They thundered through the high passes of the Continental Divide, those rolling drums of doom, heralding the attack of the Purple Emperor’s mighty armies which had conquered all of Eastern America to the Rockies. Rallying to hold the Divide, Operator #5, alone with a handful of weary, starving defenders, pits himself against Rudolph’s unconquered destroying hordes, his only weapon the strategy of bold and desperate men with their backs to an alien seat.
Originally written by master pulpsmith Frederick C. Davis, Operator #5 was a clear forerunner of the spy genre, which exploded in the 1960s when President John F. Kennedy happened to remark that he enjoyed reading Ian Fleming’s James Bond novels. Soon, America was surrounded by spies. The Man from U.N.C.L.E., Our Man Flint, and Nick Carter, Killmaster were just a few of the most prolific.

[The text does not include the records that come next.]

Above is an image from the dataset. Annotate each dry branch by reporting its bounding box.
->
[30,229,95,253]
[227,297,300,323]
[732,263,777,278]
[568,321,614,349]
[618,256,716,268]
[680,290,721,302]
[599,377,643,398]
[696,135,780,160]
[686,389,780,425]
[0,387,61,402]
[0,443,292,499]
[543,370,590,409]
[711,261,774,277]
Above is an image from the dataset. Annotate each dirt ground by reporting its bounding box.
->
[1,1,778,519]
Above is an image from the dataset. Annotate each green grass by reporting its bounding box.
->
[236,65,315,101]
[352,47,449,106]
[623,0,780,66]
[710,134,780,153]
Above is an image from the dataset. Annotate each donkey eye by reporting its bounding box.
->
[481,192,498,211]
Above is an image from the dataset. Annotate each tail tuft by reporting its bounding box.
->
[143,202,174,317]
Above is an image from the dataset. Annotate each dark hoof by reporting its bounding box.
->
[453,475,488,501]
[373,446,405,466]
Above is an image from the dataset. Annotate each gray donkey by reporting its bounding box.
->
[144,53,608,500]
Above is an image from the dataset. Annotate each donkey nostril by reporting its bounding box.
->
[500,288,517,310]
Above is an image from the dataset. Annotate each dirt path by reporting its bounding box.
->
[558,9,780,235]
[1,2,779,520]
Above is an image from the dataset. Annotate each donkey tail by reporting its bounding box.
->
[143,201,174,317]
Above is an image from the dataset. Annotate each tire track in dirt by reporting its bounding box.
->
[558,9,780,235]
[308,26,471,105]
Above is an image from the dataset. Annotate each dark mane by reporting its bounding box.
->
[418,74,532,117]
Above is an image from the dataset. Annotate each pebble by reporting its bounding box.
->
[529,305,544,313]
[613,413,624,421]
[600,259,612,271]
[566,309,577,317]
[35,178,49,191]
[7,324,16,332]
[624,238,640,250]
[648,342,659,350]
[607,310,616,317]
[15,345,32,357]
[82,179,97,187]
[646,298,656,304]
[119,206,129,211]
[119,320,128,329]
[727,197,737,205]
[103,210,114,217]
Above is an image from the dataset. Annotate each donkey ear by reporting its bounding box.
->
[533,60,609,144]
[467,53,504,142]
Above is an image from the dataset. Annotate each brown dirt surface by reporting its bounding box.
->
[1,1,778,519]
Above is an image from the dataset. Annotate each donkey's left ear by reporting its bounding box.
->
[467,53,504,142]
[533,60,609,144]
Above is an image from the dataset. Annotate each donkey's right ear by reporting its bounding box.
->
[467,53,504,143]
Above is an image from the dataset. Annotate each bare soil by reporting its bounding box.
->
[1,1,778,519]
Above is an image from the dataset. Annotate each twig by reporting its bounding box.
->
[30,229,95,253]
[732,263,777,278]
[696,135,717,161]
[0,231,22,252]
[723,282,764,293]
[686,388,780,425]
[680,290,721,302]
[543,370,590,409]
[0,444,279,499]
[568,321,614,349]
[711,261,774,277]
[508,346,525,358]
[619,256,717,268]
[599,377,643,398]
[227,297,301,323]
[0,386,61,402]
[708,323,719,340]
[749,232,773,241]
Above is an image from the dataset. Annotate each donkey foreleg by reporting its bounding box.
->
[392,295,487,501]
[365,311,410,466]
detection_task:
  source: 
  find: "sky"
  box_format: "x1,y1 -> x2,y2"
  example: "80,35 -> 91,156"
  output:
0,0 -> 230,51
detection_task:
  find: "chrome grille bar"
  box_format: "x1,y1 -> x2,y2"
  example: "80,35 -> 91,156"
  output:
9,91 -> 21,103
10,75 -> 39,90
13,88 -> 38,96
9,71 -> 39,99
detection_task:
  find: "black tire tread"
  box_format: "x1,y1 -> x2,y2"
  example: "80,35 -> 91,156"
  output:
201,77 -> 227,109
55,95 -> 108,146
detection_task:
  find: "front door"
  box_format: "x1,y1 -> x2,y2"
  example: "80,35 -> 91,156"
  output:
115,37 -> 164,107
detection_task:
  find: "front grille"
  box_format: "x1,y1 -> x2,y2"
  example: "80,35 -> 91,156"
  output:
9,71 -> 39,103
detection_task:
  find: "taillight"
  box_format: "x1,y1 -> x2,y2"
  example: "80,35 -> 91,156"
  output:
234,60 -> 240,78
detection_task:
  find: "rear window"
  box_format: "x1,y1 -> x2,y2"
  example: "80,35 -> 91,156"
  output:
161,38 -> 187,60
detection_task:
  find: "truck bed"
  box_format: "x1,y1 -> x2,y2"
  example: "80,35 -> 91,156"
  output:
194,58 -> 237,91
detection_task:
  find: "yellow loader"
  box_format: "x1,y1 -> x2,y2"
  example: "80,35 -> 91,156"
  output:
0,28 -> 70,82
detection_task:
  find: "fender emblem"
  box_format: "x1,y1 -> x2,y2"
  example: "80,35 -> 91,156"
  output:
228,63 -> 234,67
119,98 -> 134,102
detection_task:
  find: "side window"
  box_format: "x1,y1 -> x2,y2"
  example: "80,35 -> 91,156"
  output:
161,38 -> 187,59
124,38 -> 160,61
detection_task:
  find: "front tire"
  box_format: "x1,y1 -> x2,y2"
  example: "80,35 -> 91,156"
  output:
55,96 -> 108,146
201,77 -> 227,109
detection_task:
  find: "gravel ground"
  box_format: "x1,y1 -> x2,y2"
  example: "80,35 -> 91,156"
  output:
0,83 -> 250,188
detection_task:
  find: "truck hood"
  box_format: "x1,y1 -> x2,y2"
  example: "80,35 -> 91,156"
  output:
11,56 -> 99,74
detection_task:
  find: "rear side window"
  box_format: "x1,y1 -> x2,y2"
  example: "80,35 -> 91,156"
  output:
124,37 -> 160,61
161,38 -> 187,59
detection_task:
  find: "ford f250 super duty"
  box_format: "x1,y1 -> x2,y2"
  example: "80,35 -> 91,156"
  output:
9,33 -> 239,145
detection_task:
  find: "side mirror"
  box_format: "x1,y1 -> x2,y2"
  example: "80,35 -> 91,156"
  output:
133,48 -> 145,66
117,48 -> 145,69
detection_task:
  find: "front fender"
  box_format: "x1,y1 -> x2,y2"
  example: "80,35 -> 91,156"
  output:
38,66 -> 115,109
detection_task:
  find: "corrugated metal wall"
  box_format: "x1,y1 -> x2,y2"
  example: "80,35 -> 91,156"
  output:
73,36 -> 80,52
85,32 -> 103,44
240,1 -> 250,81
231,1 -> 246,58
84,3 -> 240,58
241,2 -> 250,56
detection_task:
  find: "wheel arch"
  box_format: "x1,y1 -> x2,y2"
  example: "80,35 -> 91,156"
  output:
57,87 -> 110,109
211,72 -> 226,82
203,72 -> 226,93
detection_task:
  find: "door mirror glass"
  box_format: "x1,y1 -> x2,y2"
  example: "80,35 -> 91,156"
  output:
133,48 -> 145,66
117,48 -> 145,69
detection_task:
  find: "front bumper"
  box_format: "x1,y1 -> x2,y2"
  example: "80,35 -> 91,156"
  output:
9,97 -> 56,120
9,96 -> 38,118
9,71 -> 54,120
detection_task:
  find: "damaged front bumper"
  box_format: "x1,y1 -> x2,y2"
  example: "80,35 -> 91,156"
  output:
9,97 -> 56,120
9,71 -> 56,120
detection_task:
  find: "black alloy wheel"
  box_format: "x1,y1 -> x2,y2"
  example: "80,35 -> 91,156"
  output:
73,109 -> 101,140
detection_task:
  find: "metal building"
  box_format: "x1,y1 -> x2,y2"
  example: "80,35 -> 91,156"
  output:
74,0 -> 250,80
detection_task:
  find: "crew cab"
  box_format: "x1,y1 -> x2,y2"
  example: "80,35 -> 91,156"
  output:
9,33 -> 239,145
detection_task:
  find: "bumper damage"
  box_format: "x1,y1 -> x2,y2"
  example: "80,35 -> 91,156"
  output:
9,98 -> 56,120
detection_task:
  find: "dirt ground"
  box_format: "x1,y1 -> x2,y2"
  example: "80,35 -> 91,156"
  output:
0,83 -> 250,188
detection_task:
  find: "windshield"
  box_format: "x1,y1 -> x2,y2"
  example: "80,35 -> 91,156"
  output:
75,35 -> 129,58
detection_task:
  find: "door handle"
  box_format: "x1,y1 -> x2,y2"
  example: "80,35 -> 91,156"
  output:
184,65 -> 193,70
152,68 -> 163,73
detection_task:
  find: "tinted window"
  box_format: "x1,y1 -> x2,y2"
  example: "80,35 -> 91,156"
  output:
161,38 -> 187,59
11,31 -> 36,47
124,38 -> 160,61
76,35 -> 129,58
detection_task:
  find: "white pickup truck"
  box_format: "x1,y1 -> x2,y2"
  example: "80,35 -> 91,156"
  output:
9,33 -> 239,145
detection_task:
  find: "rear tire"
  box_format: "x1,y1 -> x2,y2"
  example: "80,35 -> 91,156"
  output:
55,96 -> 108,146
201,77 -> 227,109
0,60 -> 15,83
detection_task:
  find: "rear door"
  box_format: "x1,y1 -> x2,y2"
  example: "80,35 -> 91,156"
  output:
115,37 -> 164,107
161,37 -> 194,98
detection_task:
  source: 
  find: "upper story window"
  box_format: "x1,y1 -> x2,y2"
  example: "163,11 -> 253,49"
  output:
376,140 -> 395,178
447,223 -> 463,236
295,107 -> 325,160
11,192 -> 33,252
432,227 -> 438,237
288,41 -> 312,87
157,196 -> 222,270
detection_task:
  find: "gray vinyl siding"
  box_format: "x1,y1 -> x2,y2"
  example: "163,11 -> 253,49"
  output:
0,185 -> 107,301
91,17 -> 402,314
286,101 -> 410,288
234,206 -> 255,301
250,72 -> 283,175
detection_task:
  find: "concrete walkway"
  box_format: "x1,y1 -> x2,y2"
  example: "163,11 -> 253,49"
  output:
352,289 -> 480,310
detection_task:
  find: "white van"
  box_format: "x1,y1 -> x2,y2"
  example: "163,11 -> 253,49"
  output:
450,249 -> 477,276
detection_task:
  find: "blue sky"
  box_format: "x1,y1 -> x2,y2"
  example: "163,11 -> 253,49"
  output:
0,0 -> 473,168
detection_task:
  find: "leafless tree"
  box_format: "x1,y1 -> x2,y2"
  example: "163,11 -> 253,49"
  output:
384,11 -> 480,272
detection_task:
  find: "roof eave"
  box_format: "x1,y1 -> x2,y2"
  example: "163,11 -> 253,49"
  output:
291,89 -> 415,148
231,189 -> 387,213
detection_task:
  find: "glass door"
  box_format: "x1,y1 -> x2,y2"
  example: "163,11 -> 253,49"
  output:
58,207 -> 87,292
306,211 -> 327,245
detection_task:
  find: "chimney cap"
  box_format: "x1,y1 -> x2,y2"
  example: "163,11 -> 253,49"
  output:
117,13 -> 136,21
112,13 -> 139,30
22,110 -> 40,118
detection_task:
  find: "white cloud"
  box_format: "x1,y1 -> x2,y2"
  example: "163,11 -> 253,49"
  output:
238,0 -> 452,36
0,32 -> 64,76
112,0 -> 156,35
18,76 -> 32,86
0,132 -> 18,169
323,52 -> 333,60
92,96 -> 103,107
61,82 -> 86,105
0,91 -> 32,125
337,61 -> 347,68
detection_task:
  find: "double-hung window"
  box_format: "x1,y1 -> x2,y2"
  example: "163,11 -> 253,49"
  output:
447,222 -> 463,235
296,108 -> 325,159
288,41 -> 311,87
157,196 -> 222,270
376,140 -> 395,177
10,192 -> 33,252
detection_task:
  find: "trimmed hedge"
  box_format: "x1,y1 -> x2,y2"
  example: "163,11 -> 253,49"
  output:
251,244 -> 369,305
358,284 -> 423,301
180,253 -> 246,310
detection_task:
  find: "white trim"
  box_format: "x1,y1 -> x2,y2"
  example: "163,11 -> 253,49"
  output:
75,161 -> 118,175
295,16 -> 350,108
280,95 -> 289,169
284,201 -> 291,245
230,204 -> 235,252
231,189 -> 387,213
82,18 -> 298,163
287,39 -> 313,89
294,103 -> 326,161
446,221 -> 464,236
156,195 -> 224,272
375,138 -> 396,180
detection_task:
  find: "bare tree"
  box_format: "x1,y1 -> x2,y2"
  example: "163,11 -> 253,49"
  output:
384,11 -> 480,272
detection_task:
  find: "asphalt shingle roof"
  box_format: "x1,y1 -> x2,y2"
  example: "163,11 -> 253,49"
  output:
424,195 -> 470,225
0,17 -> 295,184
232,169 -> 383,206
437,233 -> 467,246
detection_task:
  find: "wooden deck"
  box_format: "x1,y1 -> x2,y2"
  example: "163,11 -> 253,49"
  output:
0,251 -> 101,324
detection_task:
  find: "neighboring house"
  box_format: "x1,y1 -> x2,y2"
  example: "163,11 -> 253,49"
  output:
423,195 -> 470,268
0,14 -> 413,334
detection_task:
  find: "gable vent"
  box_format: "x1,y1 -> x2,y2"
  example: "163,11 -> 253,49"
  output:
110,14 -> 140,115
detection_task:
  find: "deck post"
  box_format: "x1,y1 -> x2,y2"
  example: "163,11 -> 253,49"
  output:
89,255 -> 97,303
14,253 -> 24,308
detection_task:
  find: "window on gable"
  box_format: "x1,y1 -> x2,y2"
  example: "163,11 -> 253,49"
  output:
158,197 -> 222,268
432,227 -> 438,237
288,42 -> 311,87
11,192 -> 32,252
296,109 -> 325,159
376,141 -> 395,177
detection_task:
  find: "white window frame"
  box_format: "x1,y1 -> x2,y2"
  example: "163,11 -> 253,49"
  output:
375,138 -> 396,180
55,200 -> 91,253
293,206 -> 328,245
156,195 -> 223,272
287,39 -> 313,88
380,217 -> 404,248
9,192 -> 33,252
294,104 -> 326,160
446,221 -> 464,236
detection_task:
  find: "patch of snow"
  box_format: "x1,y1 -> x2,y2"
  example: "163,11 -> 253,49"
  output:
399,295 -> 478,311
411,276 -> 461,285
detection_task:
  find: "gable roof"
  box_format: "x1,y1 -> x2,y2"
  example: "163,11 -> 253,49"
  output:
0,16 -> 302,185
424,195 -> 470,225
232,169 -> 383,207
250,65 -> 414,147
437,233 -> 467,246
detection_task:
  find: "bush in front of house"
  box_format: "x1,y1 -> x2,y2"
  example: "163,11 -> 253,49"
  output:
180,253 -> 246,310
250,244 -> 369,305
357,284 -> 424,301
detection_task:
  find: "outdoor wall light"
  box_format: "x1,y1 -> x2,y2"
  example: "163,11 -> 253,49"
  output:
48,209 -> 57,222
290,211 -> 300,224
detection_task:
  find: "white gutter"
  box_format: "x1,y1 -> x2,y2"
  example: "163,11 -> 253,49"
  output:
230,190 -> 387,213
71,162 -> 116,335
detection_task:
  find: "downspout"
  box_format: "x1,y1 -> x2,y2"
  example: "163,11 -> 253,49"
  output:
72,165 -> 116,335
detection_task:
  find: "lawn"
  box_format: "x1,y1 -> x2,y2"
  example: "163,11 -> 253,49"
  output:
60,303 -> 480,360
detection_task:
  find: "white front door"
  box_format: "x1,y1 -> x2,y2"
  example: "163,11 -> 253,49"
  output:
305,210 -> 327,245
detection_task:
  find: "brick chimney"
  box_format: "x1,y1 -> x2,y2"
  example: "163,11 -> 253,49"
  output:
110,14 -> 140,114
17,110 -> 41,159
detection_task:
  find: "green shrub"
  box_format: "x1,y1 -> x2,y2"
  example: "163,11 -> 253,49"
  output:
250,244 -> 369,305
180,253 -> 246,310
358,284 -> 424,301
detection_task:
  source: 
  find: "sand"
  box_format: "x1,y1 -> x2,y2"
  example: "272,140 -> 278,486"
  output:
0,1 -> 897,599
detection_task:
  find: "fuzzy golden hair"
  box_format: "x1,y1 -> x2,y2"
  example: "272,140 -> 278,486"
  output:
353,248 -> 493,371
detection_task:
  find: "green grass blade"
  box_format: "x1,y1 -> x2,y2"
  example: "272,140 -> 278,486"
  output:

Jimmy Christopher was on the job a generation before them all, blazing the espionage trail, and keeping America safe from fascism and other wicked isms.
What makes Operator #5 richer than even those characters, however, is how well the concept handled the hard left turn of the Purple Invasion. Jimmy’s transition from spy to rebel leader not only worked, but it made this rather run of the mill character a Pulp classic and affected pulp storytelling thereafter.
The goose-stepping armies of the Purple Emperor massed in the passes of the Continental Divide, ready to swoop down upon the last defenders of American soil and drive them relentlessly westward into the sea. Grimly the besieged force, without guns or supplies, awaited the attack they could not hope to hold off. Then Operator #5 played his last card — a daring dash into the Occupied Territory, where his life was worth a province to the man who could deliver him into the eager hands of a torture-mad emperor!